60menit.co.id | Direktur Eksekutif Perkumpulan WASINDO. (Foto : zho) |
60MENIT.co.id, Jakarta | Masalah yang menimpa masyarakat terdampak aktivitas tambang di desa Mosiko dan desa Lelewawo, Kecamatan Batu Putih, Kabupaten Kolaka Utara (Kolut), seperti dirilis sebuah media online lokal di Sultra, baru-baru ini, mengundang reaksi Direktur Eksekutif Perkumpulan WASINDO (Pengawas Independen Indonesia), Drs. Tommy Tiranda.
Pimpinan pusat WASINDO ini meminta pihak KemenLHK (Kementerian Lingkungan Hidup dan Kehutanan) agar turun tangan dan tidak membiarkan warga masyarakat lokal di Batu Putih itu terus menerus terdampak akibat lahan mereka tidak lagi dapat digunakan sesuai fungsinya. "Harus ada tindakan segera dari KemenLHK, tidak bisa berlarut-larut. Kalau perlu turunkan tim Gakkum KLHK Sulawesi," tegas Tommy.
Dihubungi via telepon genggam, Jumat (22/7) siang, pria yang juga jurnalis senior investigator ini, bahkan meminta semua aktivitas tambang yang bermasalah dengan IUP alias ilegal di Sultra, agar diinspeksi dan ditindaki. "Turunkan inspektur tambang (IT). Seperti di Batu Putih Kolut saya heran kok ribut soal lahan warga terdampak. Berarti pengelolaan lingkungan hidupnya tidak beres," terang Tommy dari Palu Sulteng.
Dengan adanya masalah tersebut, ia jadi sangsi dengan izin lingkungan perusahaan tersebut. "Karena syarat untuk dapat IUP itu kan salah satunya punya izin lingkungan, bukan ujug-ujug. Kemudian sosialisasi kepada masyarakat. Lalu sekarang masyarakat ribut karena terdampak. Ini menimbulkan pertanyaan soal legalitas perusahaan punya IUP atau tidak," bebernya.
Jika ada indikasi penyimpangan atas lingkungan dan legalitas soal IUP, Tommy meminta aparat berwenang tanggap dan menindak tegas dengan memproses. Diketahui, informasi mengenai laporan masyarakat terdampak di Batu Putih Kolut ini muncul setelah pengurus Lembaga Adat Tolaki (LAT) dan Dewan Adat Patowonua (DAP) turun langsung melakukan investigasi berdasarkan pengaduan.

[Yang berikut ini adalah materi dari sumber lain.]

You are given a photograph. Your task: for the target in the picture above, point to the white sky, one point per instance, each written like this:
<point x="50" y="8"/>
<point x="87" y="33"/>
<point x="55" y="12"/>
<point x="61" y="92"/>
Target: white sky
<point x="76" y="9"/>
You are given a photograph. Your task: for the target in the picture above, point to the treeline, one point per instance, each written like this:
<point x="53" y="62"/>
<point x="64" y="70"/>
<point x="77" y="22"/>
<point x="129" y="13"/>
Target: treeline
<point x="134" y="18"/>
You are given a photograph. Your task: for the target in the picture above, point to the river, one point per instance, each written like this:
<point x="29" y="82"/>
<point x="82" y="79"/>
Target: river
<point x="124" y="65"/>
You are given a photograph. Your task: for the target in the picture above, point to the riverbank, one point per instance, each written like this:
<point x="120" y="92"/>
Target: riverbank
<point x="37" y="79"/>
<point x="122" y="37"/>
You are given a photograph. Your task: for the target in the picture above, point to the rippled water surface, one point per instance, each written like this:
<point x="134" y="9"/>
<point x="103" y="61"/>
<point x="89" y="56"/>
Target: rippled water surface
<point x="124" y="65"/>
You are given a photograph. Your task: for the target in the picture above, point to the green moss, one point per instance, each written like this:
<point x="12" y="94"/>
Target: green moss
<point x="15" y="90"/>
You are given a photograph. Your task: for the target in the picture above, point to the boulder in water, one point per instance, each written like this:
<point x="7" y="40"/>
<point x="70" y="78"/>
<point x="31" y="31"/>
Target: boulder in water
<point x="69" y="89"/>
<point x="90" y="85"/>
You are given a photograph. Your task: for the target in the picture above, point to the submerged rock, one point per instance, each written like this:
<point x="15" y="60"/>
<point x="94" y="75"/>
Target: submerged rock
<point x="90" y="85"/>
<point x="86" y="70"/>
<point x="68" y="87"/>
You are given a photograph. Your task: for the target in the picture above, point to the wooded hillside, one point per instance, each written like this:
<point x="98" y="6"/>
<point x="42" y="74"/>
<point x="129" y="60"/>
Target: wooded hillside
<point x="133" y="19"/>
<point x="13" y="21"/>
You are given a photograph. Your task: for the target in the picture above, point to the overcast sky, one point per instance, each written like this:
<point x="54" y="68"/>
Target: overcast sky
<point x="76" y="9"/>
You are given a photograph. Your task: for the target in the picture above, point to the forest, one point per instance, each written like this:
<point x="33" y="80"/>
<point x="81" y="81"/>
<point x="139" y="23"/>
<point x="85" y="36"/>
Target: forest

Sekretaris LAT Kolut, Abu Bakri, yang langsung memimpin investigasi di Mosiku dan Lelewawo, Batu Putih.
“Kami turun ini atas adanya aduan dan surat masyarakat dari desa Lelewawo dan Mosiku ke lembaga adat tolaki (LAT) Kolaka Utara, kami diminta masyarakat untuk menangani permasalahan yang mereka alami. Permasalahannya adalah adanya lahan mereka yang terkena dampak akibat dari pertambangan yang dilakukan," ucap Bakri.
Aktivitas penambangan itu, menurut Bakri, dilakukan pihak PT Kasmar Tiar Raya (KTR). "Dampaknya ke lahan masyarakat seperti persawahan sekitar 20 hektar. Ada 16 orang warga pemilik," ungkap Bakri, Selasa (19/7). Lahan seluas itu ditanami ribuan pohon sagu dan persawahan. Namun tidak lagi bisa diolah karena tenggelam lumpur dan air berwarna merah.
“Sagu sudah tidak bisa diolah menjadi makanan karena sudah digenangi lumpur serta sudah banyak yang mati. Mirisnya lagi saat kami melihat langsung pohon sagu yang masih kecil dan baru tumbuh sudah pada mati dan ini akan menuju kepunahan ketika ini dibiarkan terus," tutur Bakri menjelaskan.